High-risk pregnancy label with Crohn's

When I was first diagnosed with perianal disease, I was told that if I had a child in the future (which seemed such a long way off then!), that I would need an elective c-section. I won't lie, I did feel early on during the pregnancy that I missed out a little by almost 'knowing' the way my birth would go (although I would soon learn that no woman can ever really prepare for such a milestone!!) and that I wouldn't experience those things I'd seen in the movies: like my waters breaking in the shopping center or a crazy dash to the hospital at 90 miles per hour! However, at my first appointment, I also learned that my Crohn's disease would shape my pregnancy too. Just like that, without so much of a blood test or a scan, I received my first label: high risk.

It seems odd my pregnancy could be predetermined in such a way by illness, especially when it turned out, my pregnancy turned out to be completely textbook. Although the label wasn't ideal, I was grateful for the consultant care, close attention and extra scans this entitled me to on the NHS. After all, which mom doesn't like the feeling that they are getting the best care for their little one.

Yet, five months on, I was also keen to hear more from other women about their birth experiences and whether having Crohn's disease always means you're at high risk, restricts our choices and stops women from having the labor they'd like-or were things like home birth and water births still possible? I spoke to a few IBD moms to find out...

What other IBD moms shared about their birth

The home birth

Mom of three Sam from the UK has Crohn's disease and explains that after having her first in the hospital, she managed to have her second and third babies as water births in her own home.

The induction

Some moms might find themselves being induced: to either ensure the safety of their baby or for their own health needs. "Pancolitis hospitalized me for 2 weeks at 19 weeks so I ended up on Remicade and I later developed diabetes from Prednisone. I was induced at 38 weeks due to my Crohn's but this failed and I ended up in a c-section 36 hours later," explains Sarah. Sadly, Sarah also developed medically induced lupus postpartum from the Remicade but this did go away when she stopped the medication.

The water birth

Jennifer was pleased that having Crohn's just meant she was more regularly monitored during pregnancy but didn't affect her births in any way. While she needed a planned c-section for her second (due to being breech), she was able to have a water birth with her first child. "The water birth was amazing, it helped me so much!" she adds.
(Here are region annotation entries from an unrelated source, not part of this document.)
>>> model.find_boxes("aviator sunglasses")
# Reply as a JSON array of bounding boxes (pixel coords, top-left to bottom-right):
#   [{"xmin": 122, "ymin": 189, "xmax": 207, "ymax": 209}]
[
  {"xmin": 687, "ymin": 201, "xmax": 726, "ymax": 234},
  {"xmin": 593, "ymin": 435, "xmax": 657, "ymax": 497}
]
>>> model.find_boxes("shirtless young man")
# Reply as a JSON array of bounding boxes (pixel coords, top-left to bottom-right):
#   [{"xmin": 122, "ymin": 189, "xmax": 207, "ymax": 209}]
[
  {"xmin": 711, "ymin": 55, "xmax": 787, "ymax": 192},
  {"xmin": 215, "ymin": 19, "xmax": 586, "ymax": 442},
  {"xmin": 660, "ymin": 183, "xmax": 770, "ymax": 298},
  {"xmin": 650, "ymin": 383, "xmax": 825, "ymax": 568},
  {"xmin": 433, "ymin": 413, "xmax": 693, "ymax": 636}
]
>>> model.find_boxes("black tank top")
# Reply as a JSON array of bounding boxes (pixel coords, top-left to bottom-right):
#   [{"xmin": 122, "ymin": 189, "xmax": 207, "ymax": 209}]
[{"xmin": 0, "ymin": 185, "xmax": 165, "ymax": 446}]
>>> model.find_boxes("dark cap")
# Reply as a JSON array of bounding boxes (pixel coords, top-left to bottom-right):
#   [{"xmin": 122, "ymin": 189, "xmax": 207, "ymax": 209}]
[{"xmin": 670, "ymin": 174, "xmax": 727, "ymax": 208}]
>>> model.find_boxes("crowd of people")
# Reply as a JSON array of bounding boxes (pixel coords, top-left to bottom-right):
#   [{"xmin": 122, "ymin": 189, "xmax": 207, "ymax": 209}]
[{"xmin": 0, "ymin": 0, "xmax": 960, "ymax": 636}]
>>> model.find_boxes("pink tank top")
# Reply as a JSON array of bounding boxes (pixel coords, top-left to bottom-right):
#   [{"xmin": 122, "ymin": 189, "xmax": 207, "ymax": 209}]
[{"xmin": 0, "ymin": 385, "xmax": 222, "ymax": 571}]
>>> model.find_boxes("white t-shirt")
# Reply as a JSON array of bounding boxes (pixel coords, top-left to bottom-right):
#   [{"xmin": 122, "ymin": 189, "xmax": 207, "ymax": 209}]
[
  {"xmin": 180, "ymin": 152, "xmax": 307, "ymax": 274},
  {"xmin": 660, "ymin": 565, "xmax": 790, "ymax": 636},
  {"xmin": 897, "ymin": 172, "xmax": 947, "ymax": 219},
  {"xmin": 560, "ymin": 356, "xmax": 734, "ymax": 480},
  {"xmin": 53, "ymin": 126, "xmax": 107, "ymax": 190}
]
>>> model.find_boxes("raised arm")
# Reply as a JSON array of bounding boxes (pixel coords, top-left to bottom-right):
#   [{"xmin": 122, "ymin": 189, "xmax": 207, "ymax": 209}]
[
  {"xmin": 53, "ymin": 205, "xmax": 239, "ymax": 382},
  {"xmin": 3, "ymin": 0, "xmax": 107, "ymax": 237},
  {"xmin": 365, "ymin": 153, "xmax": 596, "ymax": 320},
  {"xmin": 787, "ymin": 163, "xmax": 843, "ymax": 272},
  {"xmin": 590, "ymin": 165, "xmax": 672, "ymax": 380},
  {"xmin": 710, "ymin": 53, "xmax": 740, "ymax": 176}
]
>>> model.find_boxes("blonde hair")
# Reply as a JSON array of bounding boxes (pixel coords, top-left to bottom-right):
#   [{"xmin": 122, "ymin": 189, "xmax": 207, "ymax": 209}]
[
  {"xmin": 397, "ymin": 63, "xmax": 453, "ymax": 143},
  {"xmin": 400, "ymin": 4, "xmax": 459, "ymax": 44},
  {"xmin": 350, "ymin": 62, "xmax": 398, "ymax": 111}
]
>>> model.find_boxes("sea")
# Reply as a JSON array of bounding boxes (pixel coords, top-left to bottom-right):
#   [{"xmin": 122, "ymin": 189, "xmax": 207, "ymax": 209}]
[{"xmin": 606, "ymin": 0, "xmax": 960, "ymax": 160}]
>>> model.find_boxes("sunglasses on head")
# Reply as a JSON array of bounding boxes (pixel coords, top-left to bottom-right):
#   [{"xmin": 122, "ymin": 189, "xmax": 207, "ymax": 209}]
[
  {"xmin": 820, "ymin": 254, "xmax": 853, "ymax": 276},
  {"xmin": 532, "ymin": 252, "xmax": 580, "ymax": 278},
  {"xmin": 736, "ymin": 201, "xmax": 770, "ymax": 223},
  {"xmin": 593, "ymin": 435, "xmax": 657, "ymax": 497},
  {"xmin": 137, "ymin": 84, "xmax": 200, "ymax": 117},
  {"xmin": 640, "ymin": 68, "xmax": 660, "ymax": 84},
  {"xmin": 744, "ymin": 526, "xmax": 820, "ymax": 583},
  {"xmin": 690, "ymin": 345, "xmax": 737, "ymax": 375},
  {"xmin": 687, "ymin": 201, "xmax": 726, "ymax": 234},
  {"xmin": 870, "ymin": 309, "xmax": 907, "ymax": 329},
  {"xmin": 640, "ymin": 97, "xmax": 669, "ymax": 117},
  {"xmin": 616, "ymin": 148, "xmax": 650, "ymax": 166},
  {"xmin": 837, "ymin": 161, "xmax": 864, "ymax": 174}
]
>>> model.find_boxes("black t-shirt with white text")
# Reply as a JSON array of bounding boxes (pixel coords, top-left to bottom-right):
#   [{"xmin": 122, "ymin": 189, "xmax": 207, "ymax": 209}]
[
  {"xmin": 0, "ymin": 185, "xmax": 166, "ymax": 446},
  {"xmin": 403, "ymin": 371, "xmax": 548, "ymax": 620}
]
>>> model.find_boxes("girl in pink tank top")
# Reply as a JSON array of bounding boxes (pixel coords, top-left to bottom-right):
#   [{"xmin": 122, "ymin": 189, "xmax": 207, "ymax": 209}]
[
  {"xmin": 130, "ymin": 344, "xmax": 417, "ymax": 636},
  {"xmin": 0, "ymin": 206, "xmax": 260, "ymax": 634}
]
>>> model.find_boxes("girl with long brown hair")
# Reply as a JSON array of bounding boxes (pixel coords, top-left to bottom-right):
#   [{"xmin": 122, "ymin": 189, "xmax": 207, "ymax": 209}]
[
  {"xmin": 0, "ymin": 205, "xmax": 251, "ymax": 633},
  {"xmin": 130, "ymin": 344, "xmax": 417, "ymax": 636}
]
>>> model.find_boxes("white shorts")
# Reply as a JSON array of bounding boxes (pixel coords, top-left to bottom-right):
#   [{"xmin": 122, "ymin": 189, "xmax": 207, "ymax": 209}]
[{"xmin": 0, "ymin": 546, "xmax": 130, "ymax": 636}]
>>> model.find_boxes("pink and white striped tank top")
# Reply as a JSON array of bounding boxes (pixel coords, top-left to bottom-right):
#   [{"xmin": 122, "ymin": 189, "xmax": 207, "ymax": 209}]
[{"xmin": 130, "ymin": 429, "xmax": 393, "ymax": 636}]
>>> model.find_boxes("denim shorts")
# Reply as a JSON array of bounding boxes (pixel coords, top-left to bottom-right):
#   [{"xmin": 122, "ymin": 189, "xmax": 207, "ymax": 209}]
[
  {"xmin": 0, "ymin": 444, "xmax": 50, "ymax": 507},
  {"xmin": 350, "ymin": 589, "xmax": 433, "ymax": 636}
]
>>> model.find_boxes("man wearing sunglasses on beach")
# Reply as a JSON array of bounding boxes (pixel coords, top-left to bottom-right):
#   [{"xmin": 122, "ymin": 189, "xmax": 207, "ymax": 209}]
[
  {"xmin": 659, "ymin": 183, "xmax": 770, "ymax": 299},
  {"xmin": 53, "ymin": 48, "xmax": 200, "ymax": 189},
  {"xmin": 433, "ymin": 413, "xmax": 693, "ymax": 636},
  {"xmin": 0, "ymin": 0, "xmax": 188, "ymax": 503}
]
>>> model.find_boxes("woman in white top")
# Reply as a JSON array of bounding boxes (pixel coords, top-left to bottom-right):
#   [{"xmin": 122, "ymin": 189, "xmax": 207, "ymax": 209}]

The only thing Jennifer noted was that she had to have Oramoph as pain relief as Ibuprofen wasn't allowed.

The 'regular' birth

Angela gave birth to her son 13 months ago and is happy to report that despite too having the 'high risk' label, she had an entirely complication-free pregnancy and had a regular vaginal birth with an epidural. "I am totally healthy with the one major exception being Crohn's disease. My son is now 13 months and has been super healthy since the beginning," she adds.

Gas and air x4!

Hollie, who has Crohn's disease, has been blessed with four beautiful babies...all being natural babies with gas and air! Luckily for Hollie, all were fast labors! Hollie explains that despite being lucky enough to have four quick and calm labours, her Crohn's has been more erratic when pregnant. In her first pregnancy, her Crohn's flared throughout, whilst in her 2nd she flared after building up Humira antibodies. Her 3rd pregnancy also saw her Crohn's flare, whilst her fourth was calmer thanks to Infliximab.

The traumatic birth

Kerlynn has ulcerative colitis and believes her traumatic birth, in which her baby arrived six weeks early, is due to the fact she flared in the second period and her midwife and medical team didn't intervene. "I should never have had a natural birth and had more care during pregnancy," she adds.

As you can see, the experience of moms with Crohn's range from completely natural births at home to c-sections and inductions. It just shows how wide-ranging Crohn's disease and UC can be!